面向问题的基于智能体的自动化评审意见生成框架 (Issue-Oriented Agent-Based Framework for Automated Review Comment Generation)

Code review (CR) is a crucial practice for ensuring software quality. Various automated review comment generation techniques have been proposed to streamline the labor-intensive process. However, existing approaches heavily rely on a single model to identify various issues within the code, limiting the model's ability to handle the diverse, issue-specific nature of code changes and leading to non-informative comments, especially in complex scenarios such as bug fixes. To address these limitations, we propose RevAgent, a novel agent-based issue-oriented framework, decomposes the task into three stages: (1) Generation Stage, where five category-specific commentator agents analyze code changes from distinct issue perspectives and generate candidate comments; (2) Discrimination Stage, where a critic agent selects the most appropriate issue-comment pair; and (3) Training Stage, where all agents are fine-tuned on curated, category-specific data to enhance task specialization. Evaluation results show that RevAgent significantly outperforms state-of-the-art PLM- and LLM-based baselines, with improvements of 12.90\%, 10.87\%, 6.32\%, and 8.57\% on BLEU, ROUGE-L, METEOR, and SBERT, respectively. It also achieves relatively higher accuracy in issue-category identification, particularly for challenging scenarios. Human evaluations further validate the practicality of RevAgent in generating accurate, readable, and context-aware review comments. Moreover, RevAgent delivers a favorable trade-off between performance and efficiency.

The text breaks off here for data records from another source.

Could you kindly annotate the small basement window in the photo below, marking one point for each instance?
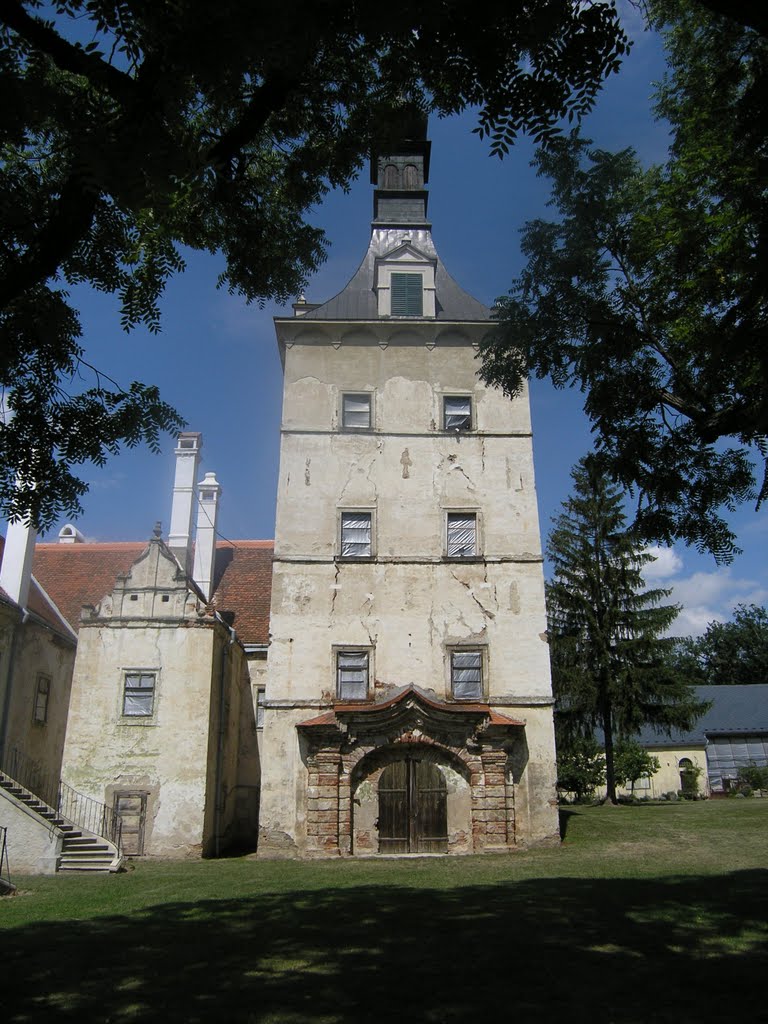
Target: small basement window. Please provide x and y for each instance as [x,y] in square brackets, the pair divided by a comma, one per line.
[457,412]
[355,535]
[461,535]
[355,412]
[138,694]
[407,295]
[42,694]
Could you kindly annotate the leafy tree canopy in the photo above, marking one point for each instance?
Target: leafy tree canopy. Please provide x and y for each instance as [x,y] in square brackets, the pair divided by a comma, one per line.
[633,763]
[610,666]
[650,291]
[129,130]
[728,652]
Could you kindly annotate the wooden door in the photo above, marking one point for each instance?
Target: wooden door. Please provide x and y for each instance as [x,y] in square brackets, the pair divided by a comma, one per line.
[413,808]
[131,809]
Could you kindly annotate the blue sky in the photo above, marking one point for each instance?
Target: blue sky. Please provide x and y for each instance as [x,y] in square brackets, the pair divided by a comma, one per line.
[216,358]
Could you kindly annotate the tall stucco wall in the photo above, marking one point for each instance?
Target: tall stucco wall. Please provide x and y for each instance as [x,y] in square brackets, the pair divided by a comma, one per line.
[408,603]
[165,755]
[37,653]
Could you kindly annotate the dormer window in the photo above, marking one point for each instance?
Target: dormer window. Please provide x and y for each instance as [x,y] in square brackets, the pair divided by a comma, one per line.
[408,295]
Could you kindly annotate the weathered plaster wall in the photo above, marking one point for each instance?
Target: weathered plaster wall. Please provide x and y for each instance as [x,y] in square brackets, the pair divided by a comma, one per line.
[409,603]
[33,847]
[38,651]
[165,755]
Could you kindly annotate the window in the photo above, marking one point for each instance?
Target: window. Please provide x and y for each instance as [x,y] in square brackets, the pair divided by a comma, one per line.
[355,535]
[466,675]
[355,412]
[408,295]
[42,693]
[462,535]
[138,694]
[457,412]
[351,675]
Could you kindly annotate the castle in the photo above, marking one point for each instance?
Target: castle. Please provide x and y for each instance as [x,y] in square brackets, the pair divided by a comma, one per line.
[376,681]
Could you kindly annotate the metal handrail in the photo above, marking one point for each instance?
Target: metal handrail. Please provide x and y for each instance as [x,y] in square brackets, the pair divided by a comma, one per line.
[73,807]
[4,854]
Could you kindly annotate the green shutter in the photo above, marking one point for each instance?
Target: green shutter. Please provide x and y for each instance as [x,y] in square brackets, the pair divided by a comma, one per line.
[408,295]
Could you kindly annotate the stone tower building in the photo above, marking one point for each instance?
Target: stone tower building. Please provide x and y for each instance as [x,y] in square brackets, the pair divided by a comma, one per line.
[408,704]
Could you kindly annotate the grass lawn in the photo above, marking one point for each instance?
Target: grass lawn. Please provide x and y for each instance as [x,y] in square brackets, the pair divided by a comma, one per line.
[654,913]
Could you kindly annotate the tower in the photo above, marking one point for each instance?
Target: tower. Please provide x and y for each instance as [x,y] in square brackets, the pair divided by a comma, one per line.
[409,702]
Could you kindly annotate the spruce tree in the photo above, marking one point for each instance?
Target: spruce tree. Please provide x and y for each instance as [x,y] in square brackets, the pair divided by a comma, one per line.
[610,662]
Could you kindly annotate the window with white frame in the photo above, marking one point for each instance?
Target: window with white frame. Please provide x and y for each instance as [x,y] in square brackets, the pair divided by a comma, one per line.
[461,535]
[355,412]
[351,675]
[457,412]
[407,298]
[355,535]
[42,695]
[138,694]
[466,674]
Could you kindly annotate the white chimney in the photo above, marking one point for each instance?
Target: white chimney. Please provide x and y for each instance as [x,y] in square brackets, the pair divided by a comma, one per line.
[188,445]
[15,572]
[70,535]
[209,491]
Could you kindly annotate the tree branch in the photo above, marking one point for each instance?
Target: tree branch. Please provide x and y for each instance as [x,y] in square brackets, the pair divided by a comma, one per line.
[71,219]
[66,55]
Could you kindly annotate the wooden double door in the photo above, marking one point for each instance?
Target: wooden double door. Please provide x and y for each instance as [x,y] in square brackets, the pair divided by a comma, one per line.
[413,808]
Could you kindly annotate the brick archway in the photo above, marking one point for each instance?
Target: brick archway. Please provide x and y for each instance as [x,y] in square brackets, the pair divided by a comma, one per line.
[343,743]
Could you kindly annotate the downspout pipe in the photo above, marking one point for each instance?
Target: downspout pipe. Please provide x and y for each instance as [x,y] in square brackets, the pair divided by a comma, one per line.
[217,786]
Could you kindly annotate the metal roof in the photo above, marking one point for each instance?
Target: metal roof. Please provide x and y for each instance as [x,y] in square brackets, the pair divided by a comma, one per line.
[357,300]
[737,710]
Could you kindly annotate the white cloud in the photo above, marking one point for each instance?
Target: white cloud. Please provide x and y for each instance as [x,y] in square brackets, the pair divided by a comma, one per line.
[668,563]
[705,596]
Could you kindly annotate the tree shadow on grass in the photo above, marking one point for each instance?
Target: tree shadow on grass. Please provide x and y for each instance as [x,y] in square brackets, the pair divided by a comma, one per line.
[629,951]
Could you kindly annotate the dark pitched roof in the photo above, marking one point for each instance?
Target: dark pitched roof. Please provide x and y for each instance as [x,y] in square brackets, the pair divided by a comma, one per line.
[75,574]
[735,710]
[243,584]
[357,299]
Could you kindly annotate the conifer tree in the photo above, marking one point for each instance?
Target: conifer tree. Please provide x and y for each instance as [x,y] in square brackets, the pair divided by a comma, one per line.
[610,662]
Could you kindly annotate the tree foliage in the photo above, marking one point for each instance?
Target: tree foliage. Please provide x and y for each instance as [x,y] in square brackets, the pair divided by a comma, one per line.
[610,667]
[581,767]
[650,291]
[632,762]
[727,652]
[130,130]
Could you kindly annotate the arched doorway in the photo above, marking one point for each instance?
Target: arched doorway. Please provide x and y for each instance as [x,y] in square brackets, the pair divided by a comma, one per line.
[413,808]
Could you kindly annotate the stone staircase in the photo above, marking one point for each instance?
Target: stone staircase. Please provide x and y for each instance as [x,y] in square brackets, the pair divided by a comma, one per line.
[81,850]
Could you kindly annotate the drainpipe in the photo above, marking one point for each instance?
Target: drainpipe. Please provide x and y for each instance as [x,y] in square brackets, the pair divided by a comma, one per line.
[9,682]
[220,740]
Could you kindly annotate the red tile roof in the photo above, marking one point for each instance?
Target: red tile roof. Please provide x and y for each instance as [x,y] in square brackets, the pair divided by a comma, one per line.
[243,584]
[75,574]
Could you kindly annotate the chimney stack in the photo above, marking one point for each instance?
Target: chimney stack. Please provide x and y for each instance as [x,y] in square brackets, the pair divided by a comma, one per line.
[15,572]
[209,491]
[188,444]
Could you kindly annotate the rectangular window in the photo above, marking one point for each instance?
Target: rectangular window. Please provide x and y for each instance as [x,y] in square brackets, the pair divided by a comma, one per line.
[355,412]
[457,412]
[351,675]
[462,535]
[407,292]
[42,693]
[138,694]
[355,535]
[466,675]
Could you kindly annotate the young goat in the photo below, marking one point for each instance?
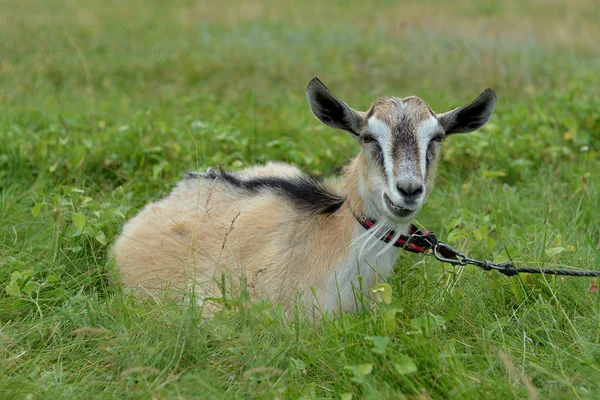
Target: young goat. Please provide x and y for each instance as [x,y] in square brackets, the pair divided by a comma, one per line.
[285,232]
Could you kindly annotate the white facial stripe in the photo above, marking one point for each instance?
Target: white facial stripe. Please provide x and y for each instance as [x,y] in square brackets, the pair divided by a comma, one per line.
[426,131]
[383,133]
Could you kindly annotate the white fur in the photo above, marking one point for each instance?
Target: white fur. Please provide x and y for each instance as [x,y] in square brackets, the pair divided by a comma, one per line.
[370,258]
[426,131]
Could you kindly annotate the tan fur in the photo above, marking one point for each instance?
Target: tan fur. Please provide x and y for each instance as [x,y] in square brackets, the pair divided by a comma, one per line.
[387,109]
[205,229]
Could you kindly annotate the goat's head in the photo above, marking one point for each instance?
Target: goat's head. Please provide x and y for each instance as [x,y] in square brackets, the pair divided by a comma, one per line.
[400,140]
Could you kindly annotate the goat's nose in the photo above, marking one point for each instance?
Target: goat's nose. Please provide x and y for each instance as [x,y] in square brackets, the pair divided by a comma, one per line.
[410,190]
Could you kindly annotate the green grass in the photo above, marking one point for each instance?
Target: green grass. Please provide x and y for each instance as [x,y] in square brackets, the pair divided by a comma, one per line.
[104,105]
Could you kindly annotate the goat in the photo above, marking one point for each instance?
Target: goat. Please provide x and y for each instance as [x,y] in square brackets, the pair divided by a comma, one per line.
[286,232]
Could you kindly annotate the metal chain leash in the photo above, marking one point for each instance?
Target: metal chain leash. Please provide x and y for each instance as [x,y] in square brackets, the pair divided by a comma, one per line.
[446,254]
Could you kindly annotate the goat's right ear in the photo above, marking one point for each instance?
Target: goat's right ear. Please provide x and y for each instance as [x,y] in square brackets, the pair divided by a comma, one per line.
[330,110]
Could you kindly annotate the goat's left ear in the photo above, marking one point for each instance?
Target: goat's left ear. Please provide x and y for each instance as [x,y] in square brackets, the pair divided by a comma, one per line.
[332,111]
[470,117]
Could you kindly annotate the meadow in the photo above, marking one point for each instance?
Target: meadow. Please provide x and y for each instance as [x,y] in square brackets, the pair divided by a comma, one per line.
[105,104]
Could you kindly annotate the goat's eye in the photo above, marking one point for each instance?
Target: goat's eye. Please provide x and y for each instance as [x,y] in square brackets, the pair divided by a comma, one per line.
[368,139]
[438,138]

翻译：代码评审（CR）是确保软件质量的关键实践。为简化这一劳动密集型过程，已提出多种自动化评审意见生成技术。然而，现有方法严重依赖单一模型来识别代码中的各类问题，限制了模型处理多样化、问题特定的代码变更的能力，导致生成非信息性评论，尤其在错误修复等复杂场景中。为应对这些局限，我们提出RevAgent——一种新颖的基于智能体的面向问题框架，将任务分解为三个阶段：（1）生成阶段：五个针对特定类别的评论员智能体从不同问题视角分析代码变更并生成候选评论；（2）判别阶段：一个批评家智能体选择最合适的问题-评论配对；（3）训练阶段：所有智能体在精心筛选的类别特定数据上进行微调，以增强任务专长。评估结果表明，RevAgent显著优于基于PLM和LLM的先进基线方法，在BLEU、ROUGE-L、METEOR和SBERT指标上分别提升12.90%、10.87%、6.32%和8.57%。该框架在问题类别识别方面也实现了相对更高的准确率，尤其在具有挑战性的场景中。人工评估进一步验证了RevAgent在生成准确、可读且上下文感知的评审意见方面的实用性。此外，RevAgent在性能与效率之间实现了良好的平衡。